Прилетел зяблик, защебетал под окном «пить-пить». Вернулась с юга коноплянка, трясогузка-ледоломка объявилась, но по-прежнему не было вестей от Лохматого. Сами собой руки Лопушихины отрыли на дне сундука чёрный платок, молью вроде бы нигде не изъеденный. Отряхнула она его. Отпрянула. Носить пока не стала, ведь надеялась. На спинку стула до поры повесила. И впервые в жизни затаилась, побелела, аж притихла вся.
Выходили из нор барсуки, из пней трухлявых ежи выбирались, из куч еловых муравьи высыпались. Раскрывала почки черёмуха, цвела калина. Понедельник, божий ключник, пролетал без вестей. Вечером Кручинина в песчаную несытную землю тыкву сеяла. И над грядками в юбке застиранной, в безрукавке овечьей по-старушечьи, без стыда, корячилась. Уж полгода, как перестала она горевать, что отцвела. Крайнев огурцы посадил в среду утречком, в сторону Лопушихиного вагончика изредка с прищуром поглядывая. А потом полдня сидел он на крыльце, белого котёнка с рыжим ухом гладил, задумчиво папироской в небо пыхтел. Но не вышла Лопушиха огурцы сажать, перестала отрывать численник, провалялась неделю в постели: не было в руках её владеньица, не было в ногах хожденьица, не было в груди дыханьца, ни к чему не тянуло наотрез. На спине лежала, в потолок облупленный пялилась. Семьдесят семь разноцветных дум передумала. Розовых, чернявых и седых. Ни на что не нашла ответа. И тогда уж вышла из берегов окончательно, в дыму непроглядном заблудилась, стонала в кромешном забытьи. Каждый день объявлялась к ней Кручинина, дверью скрипнув, у постели садилась, молчаливо с ложки кислыми щами кормила, гречневую кашу пресную через силу глотать заставляла.

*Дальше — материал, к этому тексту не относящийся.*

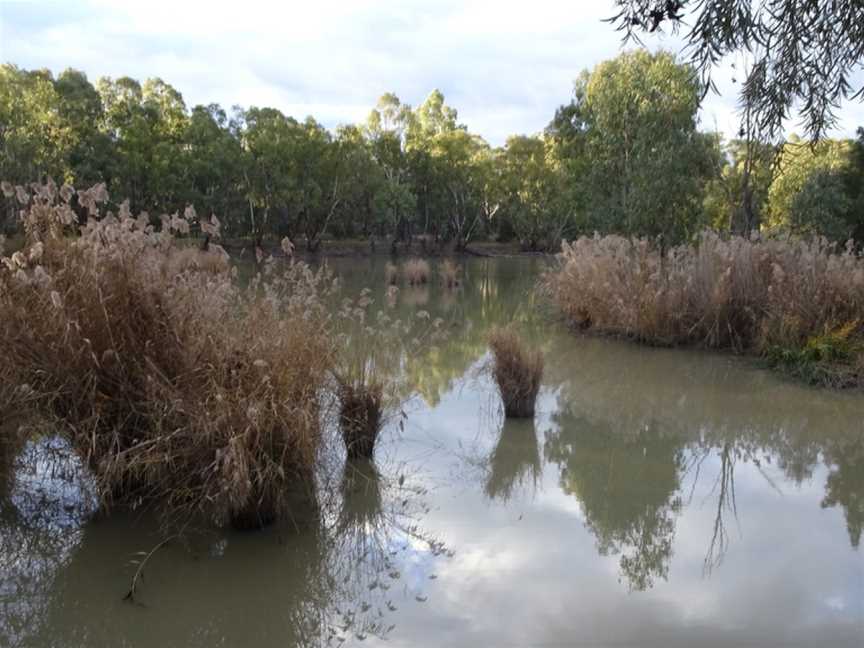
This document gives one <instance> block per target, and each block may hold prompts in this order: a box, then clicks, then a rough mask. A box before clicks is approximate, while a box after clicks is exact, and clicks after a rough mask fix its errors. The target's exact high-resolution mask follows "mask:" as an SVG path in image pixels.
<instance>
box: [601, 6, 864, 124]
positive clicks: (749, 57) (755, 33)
mask: <svg viewBox="0 0 864 648" xmlns="http://www.w3.org/2000/svg"><path fill="white" fill-rule="evenodd" d="M616 6H617V9H618V11H617V13H616V14H615V15H614V16H613V17H612V18H611V19H610V20H611V21H612V22H613V23H614V24H615V25H616V26H617V28H618V29H619V30H620V31H622V32H623V33H624V34H625V40H638V35H639V34H640V33H646V32H655V31H658V30H661V29H662V28H663V27H664V26H667V25H668V26H671V29H672V31H673V32H674V33H677V32H680V31H682V30H681V27H682V26H684V25H685V20H686V24H687V27H686V28H685V29H684V30H683V31H684V40H685V43H686V46H685V49H686V50H687V51H689V52H690V53H691V61H692V63H693V64H694V65H695V66H696V68H697V69H699V70H700V71H701V72H702V74H703V77H704V78H705V80H706V81H708V82H709V83H710V71H711V68H712V67H713V66H715V65H716V64H717V63H719V62H720V61H721V60H722V59H723V58H724V57H726V56H727V55H731V54H736V53H744V54H746V55H747V56H748V57H749V58H751V59H752V61H753V65H752V66H751V68H750V70H749V71H748V72H747V75H746V78H745V80H744V83H743V85H742V89H741V104H742V106H747V107H749V108H750V109H751V110H752V118H753V120H754V124H755V126H756V128H757V130H758V132H759V133H761V134H762V135H763V137H761V138H759V139H762V140H765V139H768V140H773V139H775V137H776V135H777V134H779V133H781V132H782V130H783V122H784V120H785V119H786V117H787V115H788V114H789V112H790V110H791V109H792V108H793V106H795V105H797V104H800V106H801V111H802V113H803V117H804V123H805V129H806V133H807V134H808V135H809V136H810V137H811V138H812V139H820V138H821V137H822V136H823V135H824V134H825V132H826V131H827V130H829V129H830V128H831V127H833V126H834V125H835V124H836V121H837V119H836V113H835V110H836V108H837V106H838V105H839V103H840V101H841V100H843V99H847V98H850V97H852V98H858V99H861V98H864V87H861V88H855V87H854V86H853V85H852V84H853V79H852V74H853V73H854V72H855V71H856V70H857V69H858V68H859V67H860V65H861V61H862V59H864V3H862V2H860V0H835V1H833V2H830V3H824V2H814V1H813V0H765V1H764V2H758V3H755V2H750V1H749V0H710V1H705V0H616Z"/></svg>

Зацвели незабудки, заликовали жаворонки. Небо прохудилось, забренчал повсюду резвый дождичек, а за ним раскатился над лесом, над опушками, над далёкой просекой первый буйный гром. Шаркал впотьмах похмуревший Нехотка по вагончику, раскатисто кашлял на кухоньке и нестираное бельишко недовольно топтал.

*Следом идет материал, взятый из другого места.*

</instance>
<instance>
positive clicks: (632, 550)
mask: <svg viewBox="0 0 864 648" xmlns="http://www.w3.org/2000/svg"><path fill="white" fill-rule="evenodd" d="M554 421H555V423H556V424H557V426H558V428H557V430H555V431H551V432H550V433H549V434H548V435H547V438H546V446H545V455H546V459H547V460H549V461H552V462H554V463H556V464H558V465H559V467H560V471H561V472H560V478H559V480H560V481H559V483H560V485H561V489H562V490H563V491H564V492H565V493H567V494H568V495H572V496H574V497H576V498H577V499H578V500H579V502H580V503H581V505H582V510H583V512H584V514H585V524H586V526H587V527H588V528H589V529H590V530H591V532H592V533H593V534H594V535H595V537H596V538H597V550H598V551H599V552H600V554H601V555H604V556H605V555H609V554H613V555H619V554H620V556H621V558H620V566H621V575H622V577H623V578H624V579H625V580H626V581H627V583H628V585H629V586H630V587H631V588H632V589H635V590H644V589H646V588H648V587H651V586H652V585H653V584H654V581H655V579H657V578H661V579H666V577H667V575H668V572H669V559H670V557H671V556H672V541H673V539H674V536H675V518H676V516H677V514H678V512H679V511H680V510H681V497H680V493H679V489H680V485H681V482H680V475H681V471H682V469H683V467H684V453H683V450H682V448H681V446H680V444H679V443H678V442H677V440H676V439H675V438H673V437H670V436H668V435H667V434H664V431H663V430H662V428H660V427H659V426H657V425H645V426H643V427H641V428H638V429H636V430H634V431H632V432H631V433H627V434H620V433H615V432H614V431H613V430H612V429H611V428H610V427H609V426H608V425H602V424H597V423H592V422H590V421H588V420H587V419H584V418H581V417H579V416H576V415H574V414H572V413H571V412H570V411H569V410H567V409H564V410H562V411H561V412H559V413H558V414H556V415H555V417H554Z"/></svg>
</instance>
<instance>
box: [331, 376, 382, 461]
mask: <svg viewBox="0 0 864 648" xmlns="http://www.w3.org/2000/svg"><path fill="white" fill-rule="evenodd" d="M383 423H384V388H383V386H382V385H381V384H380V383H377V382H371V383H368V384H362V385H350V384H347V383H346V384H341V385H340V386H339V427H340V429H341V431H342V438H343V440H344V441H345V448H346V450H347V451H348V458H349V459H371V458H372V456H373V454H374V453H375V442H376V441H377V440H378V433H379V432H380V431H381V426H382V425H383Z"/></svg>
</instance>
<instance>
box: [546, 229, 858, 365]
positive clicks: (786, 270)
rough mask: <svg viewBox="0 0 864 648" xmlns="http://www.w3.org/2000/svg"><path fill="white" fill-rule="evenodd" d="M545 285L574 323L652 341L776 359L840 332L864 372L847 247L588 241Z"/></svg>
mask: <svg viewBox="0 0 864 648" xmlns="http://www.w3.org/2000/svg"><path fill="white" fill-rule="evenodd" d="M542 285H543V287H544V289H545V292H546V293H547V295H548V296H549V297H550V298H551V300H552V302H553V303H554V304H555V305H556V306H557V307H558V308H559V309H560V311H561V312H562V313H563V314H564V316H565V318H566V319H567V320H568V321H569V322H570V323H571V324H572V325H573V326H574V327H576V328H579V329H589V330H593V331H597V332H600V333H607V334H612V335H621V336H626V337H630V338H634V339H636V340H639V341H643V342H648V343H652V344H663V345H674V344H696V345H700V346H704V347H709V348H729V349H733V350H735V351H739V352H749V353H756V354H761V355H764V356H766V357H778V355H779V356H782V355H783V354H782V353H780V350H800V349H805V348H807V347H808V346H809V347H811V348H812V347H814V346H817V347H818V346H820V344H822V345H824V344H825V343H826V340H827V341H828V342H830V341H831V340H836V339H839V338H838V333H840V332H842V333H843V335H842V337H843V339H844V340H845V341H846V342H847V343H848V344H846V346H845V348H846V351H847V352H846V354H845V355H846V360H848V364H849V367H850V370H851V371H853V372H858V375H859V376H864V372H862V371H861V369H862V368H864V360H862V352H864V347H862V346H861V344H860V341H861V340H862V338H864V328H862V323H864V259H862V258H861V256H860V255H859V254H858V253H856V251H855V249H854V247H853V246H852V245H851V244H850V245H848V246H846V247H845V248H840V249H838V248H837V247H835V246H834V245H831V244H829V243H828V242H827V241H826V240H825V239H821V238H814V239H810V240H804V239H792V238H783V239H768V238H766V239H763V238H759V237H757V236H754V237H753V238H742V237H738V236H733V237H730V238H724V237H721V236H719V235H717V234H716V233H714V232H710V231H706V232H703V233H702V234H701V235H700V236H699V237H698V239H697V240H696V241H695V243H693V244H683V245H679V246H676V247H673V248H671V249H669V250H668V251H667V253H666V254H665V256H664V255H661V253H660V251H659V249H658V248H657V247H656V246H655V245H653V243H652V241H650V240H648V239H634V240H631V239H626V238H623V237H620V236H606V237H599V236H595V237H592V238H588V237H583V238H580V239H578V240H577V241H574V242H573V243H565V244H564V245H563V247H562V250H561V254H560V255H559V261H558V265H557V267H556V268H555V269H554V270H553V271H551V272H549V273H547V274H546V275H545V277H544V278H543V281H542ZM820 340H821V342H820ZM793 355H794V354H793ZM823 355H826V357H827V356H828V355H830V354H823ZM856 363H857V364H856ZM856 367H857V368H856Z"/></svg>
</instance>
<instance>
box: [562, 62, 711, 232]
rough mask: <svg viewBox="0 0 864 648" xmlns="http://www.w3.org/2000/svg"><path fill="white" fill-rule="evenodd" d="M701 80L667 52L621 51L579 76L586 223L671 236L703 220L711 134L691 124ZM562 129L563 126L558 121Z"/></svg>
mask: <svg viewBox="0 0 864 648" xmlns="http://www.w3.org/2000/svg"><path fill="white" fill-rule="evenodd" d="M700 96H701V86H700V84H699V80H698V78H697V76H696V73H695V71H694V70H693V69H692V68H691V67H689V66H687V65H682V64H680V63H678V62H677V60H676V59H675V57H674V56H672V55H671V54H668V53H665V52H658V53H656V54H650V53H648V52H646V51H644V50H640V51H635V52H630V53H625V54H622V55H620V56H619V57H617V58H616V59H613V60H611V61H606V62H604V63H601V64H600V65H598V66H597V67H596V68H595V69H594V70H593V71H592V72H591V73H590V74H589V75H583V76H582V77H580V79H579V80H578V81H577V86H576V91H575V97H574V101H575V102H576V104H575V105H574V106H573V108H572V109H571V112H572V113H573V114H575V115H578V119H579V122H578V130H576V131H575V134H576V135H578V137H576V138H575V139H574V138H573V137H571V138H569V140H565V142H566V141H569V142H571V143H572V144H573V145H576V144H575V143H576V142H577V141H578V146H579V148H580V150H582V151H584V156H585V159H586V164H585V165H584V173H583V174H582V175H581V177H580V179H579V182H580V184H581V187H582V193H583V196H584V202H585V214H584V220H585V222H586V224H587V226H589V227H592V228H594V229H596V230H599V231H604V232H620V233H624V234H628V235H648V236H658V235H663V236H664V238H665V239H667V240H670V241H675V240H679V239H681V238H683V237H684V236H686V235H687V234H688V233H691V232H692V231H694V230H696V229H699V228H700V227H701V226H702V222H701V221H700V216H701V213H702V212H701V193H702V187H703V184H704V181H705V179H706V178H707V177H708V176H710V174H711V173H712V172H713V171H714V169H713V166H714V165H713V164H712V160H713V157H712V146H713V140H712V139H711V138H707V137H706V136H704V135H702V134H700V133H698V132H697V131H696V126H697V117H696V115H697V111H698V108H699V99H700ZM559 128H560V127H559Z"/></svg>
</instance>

А как в этот год благоухала черёмуха! Теплынью с просеки тянуло. Объявлялась утренняя заря Марфа в розовых шелках. Проплывала вечерняя заря Марьяна в голубом сатине. Развернулся дубовый лист в заячье ушко. Ночи стояли топлёные, огуречный год предвещая. Только вот безымянный игоша, годовалый младенчик Кручининой, под двуствольной яблоней похороненный, в солнечный полдень среди корней отогрелся и давай от щекотки смеяться. На всю округу поросёночком резвым повизгивал. Говорили, значит, урожай грибов этой осенью будет.